Du double guessing au hasard

Roswell dit:Dans un min-max, tu ne vas pas forcement au bout du raisonnement c'est à dire jusqu'à des feuilles indiquant Victoire ou Défaite. Tu peux t'arrêter à une certaine profondeur, quitte à avoir un effet d'horizon, en évaluant le jeu n coups plus loin grâce à une fonction fitness.
Ca ne me semble pas très différent d'un raisonnement humain où je vais essayer d'évaluer les différentes positions après quelques coups. D'autant plus que les fonctions fitness sont très souvent conçues de manière empirique par un humain.

Sincèrement, joues-tu ainsi ? N'arrive-t-il pas un moment où tu penses connaître le jeu de ton adversaire et te dis "tiens, il semblerait qu'il veut se la jouer de cette façon, du coup je vais essayer de le perturber en la jouant comme ça" et ce en dehors de tout calcul d'optimisation d'une fonction objective ? Pour moi, c'est ce genre de choix humain qui donne l'intérêt ludique de la chose, et cela relève du double-guessing.
Roswell dit:D'ailleurs quand on joue contre une IA, on ne joue pas contre un joueur parfait (sauf jeu facile à explorer), mais indirectement contre un humain qui a créé la fonction d'évaluation qu'on affronte.


Et pourtant, les sensations de jeu contre un humain ou contre une machine (pourtant conçue par l'homme) sont complétements différentes. D'ailleurs les automates ont le plus souvent pour but de résoudre un problème d'optimisation, et non de simuler un joueur humain, ce qui est sensiblement différent.

Mon propos est justement de dire que les émotions ludiques prennent en compte le facteur psychologique, ce que met en évidence le double-guessing. En gros, le fait de savoir que mon adversaire possède les mêmes limites cognitives que moi me permet de prendre un plaisir ludique à pouvoir espérer le vaincre au jeu du double-guessing (bien que je sache que le concept de meilleur stratégie pour ce type de jeu est paradoxal, mais l'homme est plein de contradictions). J'attends de plus que l'habillage autour de ce mécanisme soit suffisamment subtil (thème, coups tactiques, diversité des situations, développements stratégiques, ou autre) pour me faire oublier l'instant d'un moment ludique que cela se résume à un banal pierre/feuille/ciseaux.

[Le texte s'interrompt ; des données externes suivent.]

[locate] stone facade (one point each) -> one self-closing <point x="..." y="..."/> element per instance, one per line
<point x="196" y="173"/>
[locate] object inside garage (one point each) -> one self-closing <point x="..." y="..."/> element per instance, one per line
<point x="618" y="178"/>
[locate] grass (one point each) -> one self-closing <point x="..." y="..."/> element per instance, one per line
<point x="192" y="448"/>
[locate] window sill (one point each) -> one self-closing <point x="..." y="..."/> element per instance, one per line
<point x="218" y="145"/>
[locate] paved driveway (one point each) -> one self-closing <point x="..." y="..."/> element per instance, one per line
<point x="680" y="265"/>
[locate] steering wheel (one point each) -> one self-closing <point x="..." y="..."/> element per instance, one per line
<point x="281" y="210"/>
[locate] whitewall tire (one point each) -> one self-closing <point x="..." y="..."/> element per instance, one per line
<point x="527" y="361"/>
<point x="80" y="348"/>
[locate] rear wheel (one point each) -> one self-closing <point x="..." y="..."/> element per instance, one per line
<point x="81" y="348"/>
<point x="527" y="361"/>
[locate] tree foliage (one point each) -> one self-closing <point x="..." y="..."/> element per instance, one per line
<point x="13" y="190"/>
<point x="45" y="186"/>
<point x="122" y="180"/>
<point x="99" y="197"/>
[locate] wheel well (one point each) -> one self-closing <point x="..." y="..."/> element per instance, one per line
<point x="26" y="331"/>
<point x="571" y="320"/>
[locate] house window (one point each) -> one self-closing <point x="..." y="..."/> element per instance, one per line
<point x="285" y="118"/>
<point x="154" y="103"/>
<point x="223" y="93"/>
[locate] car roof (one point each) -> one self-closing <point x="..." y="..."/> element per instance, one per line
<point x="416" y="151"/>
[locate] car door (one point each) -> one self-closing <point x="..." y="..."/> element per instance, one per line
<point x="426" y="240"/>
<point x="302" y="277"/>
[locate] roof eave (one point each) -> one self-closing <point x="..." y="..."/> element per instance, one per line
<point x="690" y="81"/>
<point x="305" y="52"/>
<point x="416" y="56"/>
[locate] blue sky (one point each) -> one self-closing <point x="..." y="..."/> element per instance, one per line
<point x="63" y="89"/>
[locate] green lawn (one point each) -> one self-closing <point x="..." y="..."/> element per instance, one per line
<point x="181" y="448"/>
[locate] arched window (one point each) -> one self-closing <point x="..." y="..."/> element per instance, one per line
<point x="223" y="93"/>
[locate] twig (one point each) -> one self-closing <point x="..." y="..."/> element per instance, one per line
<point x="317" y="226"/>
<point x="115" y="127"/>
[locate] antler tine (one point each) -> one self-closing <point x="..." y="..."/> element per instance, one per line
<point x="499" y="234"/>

Seb42, qui ne peut donc pas jouer au poker car : pas de montre :lol:

Je me souviens de parties de Citadelles avec des gens très familiers avec qui, à la fin de la partie, je piochais mon personnage au hasard, surtout si j'étais en tête. Les premières fois, ça à au moins le mérite de déstabiliser l'adversaire qui va peut-être alors chercher à nuire à quelqu'un qu'il pense pouvoir mieux lire.

A Maka Bana cela me semble bien moins possible. Ce qui rend ce jeu d'ailleurs excellent de tensions et regards en coin.

Un mélange de hasard et de double-guessing, c'est Coup. Redoutable d'efficacité et de brutalité, ce petit jeu.

Pour revenir aux échecs, je n'y vois vraiment pas de double guessing, mais ce n'est qu'un avis personnel. Peut-être que mon opinion de relativise dans une partie (ou phase) blitz, en gros quand l'intuition doit prendre le pas sur la réflexion, et encore.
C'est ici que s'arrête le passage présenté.